5

My script is setting array from grep results in such a way that empty grep results are also being stored in array.

Eg.

set -x echo "${Arr[@]}" + echo '' 'word' '' 'word2' 

Can someone help unset those empty values so that echo "${#Arr[@]}" gives 2 instead of 4

Tried

var=-1 && for i in "${Input_Arr[@]}"; do var=$((var+1)); if [ -z "$i" ]; then unset "${Input_Arr[$var]}"; fi; done 

But it isn't working

    2 Answers 2

    7

    First, there's no need to invent a dummy index - you can access the array's indices using the indirection operator !
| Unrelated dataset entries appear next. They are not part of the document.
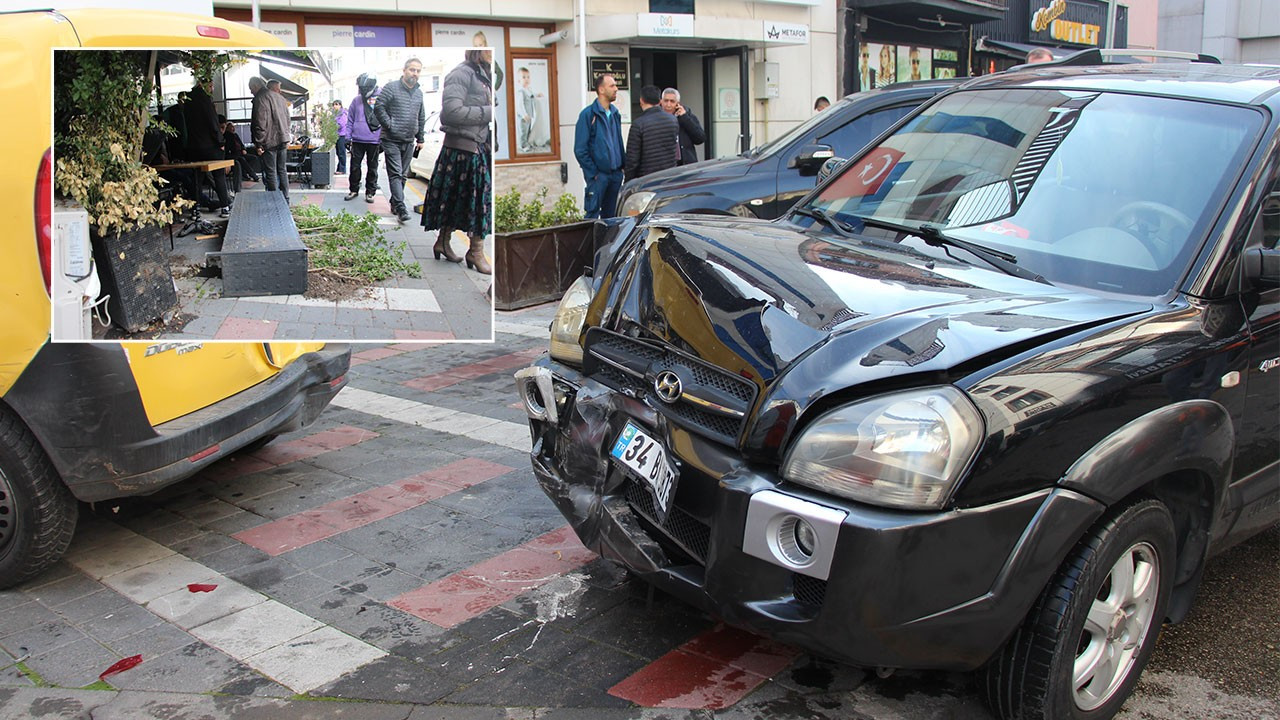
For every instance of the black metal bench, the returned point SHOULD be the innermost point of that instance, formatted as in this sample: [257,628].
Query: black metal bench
[263,253]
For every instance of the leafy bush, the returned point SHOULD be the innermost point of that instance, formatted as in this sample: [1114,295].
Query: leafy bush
[511,215]
[351,245]
[99,110]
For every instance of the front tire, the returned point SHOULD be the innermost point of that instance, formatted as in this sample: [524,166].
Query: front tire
[1084,643]
[37,513]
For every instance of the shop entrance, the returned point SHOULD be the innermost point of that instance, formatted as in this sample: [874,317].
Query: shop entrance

    Second, "${Input_Arr[$var]}" is the element's value; unset needs the element's name, Input_Arr[$var] or just Input_Arr[var], since it's already an arithmetic context). So given:

    $ arr=(foo '' bar '' baz) $ declare -p arr declare -a arr=([0]="foo" [1]="" [2]="bar" [3]="" [4]="baz") 

    then

    $ for i in ${!arr[@]}; do [[ -z ${arr[i]} ]] && unset arr[i]; done 

    leaves

    $ declare -p arr declare -a arr=([0]="foo" [2]="bar" [4]="baz") 

    This also works for associative arrays - with suitable adjustments for the non-numeric keys (including double quoting expansions to prevent potential split + glob):

    $ declare -A Arr=(['1st val']=foo ['2nd val']='' ['3rd val']=bar ['4th val']='' ['5th val']=baz) $ declare -p Arr declare -A Arr=(["5th val"]="baz" ["2nd val"]="" ["4th val"]="" ["3rd val"]="bar" ["1st val"]="foo" ) $ for i in "${!Arr[@]}"; do [[ -z ${Arr[$i]} ]] && unset Arr["$i"]; done $ declare -p Arr declare -A Arr=(["5th val"]="baz" ["3rd val"]="bar" ["1st val"]="foo" ) 
      3

      If you want the remaining array elements to be collapsed to consecutive indexes starting from zero, it's probably easiest to make a copy of the array:

      arr1=(foo '' bar '') arr2=() for val in "${arr1[@]}"; do [[ $val ]] && arr2+=( "$val" ) done 

      That would leave arr2 as declare -a arr2=([0]="foo" [1]="bar"), i.e. the index of bar was changed from 2 to 1 to avoid leaving a hole.

      You could also do that in-place by just copying the individual elements and unsetting the last ones, but it's more manual work.